Editor’s Note: Several times a month, ‘Ask Away‘ by Still Standing Magazine publishes anonymous reader questions for you to offer wisdom on. Find more on our submission process here, and read our comment policy here.
Dear Still Standing Readers:
I had a miscarriage of my daughter in the fall. I took one week off to deal with the physical aspects and surgery, but then returned to work full time.
I was lucky enough to find a wonderful therapist within the month and have been seeing her weekly since. I am also on medication to help with anxiety since the miscarriage.
I have struggled with panic attacks, which I never had before, and other symptoms of PTSD that are very overwhelming. I try to avoid pregnant women, babies, and all things related to them at this time.
I have had many difficulties at work. There seems to be a severe lack of sensitivity to miscarried or bereaved mothers in the workplace. I politely asked a co-worker/friend to not show me pictures of her pregnant daughter (who was pregnant with a girl, due the same month as me) or tell me about her pregnancy. This seemed to have been understood and our friendship/ co-worker relationship continued.
This month, I had to address another issue of a co-worker face-timing her baby repeatedly during working hours right next to my office. I did not say anything for months and avoided my office when this occurred.
But one day, the usual places I go to were not available and I had to be in my office. I had a severe panic attack while listening to her baby crying and cooing.
My superiors did not wish to do anything about this but instead – downgraded me to another, smaller, windowless office.
I instead tried HR, who came up with the idea for my co-worker to wear headphones for her face-timing periods. This was a great compromise.
Fast forward to the current date, and that is being thrown in my face along with the coworker’s photos from the fall.
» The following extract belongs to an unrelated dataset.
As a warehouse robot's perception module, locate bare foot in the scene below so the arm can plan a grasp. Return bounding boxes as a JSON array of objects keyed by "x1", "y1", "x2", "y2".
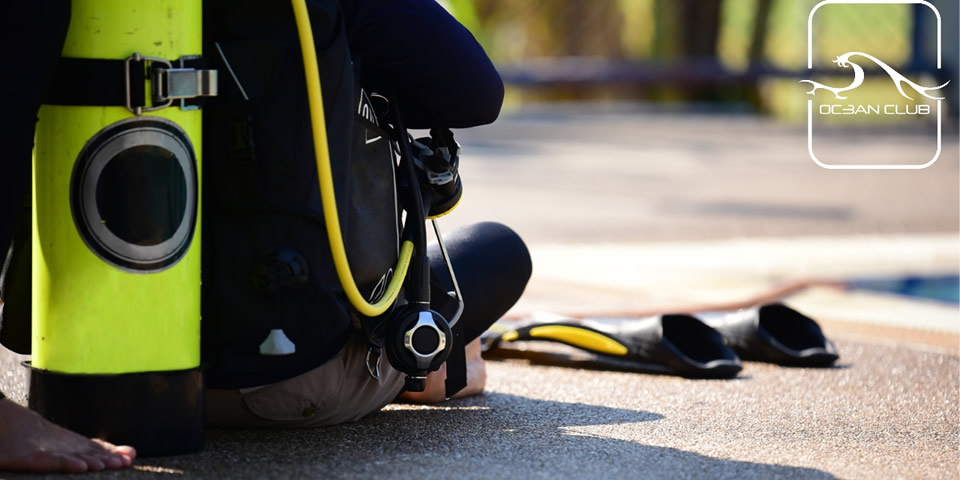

Phrases such as, “How long are we going to have to walk on eggshells around her?” and I’ve been told to keep my personal life separate from professional life.
Yet, in reality, wasn’t I asking everyone else do the same things I was being told to do? To keep their face-timings, photos, and stories away from me directly?
In the end, all I am trying to do is focus on my job and get my job done. The two issues I faced directly inhibited me from doing that. I would love to hear any stories other bereaved moms have about difficulties in the workplace.
What advice would you give to our writer? What research/articles are there on PTSD after miscarriage she could share with her work? Have you been in a similar situation, and if so, what wisdom can you offer her?